Tüketicinin ve Rekabetin Korunması Genel Müdürü Özcan Pektaş, geçmiş 52 aylık TÜFE verilerini ve yüzde 1'lik finansman kuruluşu marjını dikkate alarak yapılan bir çalışmaya göre, 100 bin YTL'lik bir kredinin tüketiciye maliyetinin, sabit faize göre, değişken faizli kredide daha yüksek göründüğünü açıkladı. Faizlerdeki değişikliğin 30 gün önceden tüketiciye bildirileceğini hatırlatan Pektaş, finansal kiralama yöntemi ile konut alınması halinde, ödemelerin faiz değil, kira bedeli olarak yapılacağını kaydetti.
TAKİP SİSTEMİNDEKİ DEĞİŞİKLİKLER
Ödenmeyen kredilerin takibi açısından eski ve yeni sistem arasındaki farkı da anlatan Pektaş, eski sistemde, İcra ve İflas Kanunu'na göre, 2 taksitin ödenmemesi halinde, bir hafta içinde muacceliyet durumu ortaya çıktığını ve bu süre sonunda bankanın rehni paraya çevirme yoluna gidebildiğini hatırlattı.

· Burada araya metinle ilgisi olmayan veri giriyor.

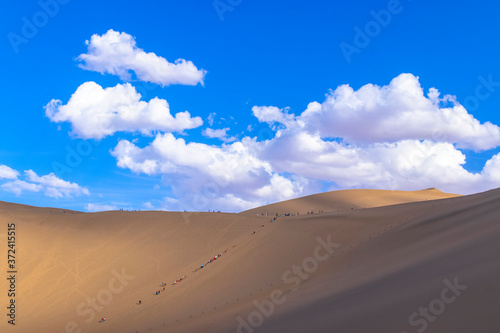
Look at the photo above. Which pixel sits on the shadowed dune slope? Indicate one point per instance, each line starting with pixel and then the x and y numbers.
pixel 365 270
pixel 347 199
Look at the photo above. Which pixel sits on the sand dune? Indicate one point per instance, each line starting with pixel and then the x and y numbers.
pixel 347 199
pixel 360 270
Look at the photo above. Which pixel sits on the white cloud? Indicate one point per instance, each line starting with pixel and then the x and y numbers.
pixel 228 177
pixel 391 113
pixel 51 185
pixel 8 173
pixel 18 186
pixel 272 115
pixel 390 137
pixel 95 112
pixel 211 118
pixel 117 53
pixel 91 207
pixel 220 134
pixel 56 187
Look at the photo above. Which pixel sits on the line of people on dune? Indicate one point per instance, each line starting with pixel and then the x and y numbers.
pixel 211 260
pixel 163 284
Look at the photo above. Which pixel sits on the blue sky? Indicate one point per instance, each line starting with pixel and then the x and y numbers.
pixel 254 68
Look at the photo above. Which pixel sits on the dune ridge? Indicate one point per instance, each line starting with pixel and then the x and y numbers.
pixel 388 261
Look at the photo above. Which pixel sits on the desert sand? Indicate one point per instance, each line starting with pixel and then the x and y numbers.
pixel 371 261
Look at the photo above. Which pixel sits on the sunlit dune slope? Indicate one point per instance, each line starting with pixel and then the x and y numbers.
pixel 381 266
pixel 347 199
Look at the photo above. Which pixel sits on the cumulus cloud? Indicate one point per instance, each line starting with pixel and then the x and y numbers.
pixel 95 112
pixel 8 173
pixel 91 207
pixel 220 134
pixel 389 137
pixel 272 115
pixel 202 176
pixel 117 53
pixel 50 184
pixel 55 187
pixel 391 113
pixel 18 186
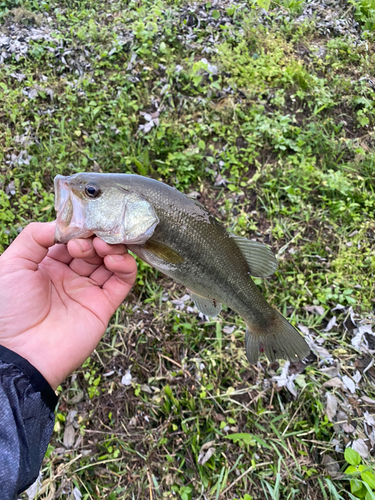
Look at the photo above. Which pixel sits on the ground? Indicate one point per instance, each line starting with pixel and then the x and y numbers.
pixel 267 116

Yeni sisteme göre, taksitlerin 2 ay ödenmemesi halinde, bankaların 1 ay muacceliyet süresi verdiğini, ayrıca bankalara rehnin paraya çevrilmesi veya diğer varlıklar açısından haciz uygulaması başlatabileceğini anlatan Pektaş, şöyle devam etti: “Her iki sistemde de, borcunu ödeyemeyen tüketici açısından zorlu bir süreç var. Yeni sistemde, tüketicinin hakkını araması açısından sistem bir basamak daha zorlaştı. Yatırılması gereken teminat oranları, yüzde 10'dan yüzde 20'ye, yüzde 15'ten yüzde 30'a çıkarıldı. Eski sistemde de yeni sistemde de olsa, borcunu ödemeyen insan açısından sıkıntı başlamış demektir. Elinde para olsa yatıracak. Eğer taksitler ödenmiyorsa, bankalara, (alacağını alma) demek ne derece doğru... Sözleşme hangi kanuna göre yapılmışsa o hükümler uygulanacak. Sözleşmelerde, tüketici aleyhine değişiklik yapılamaz.”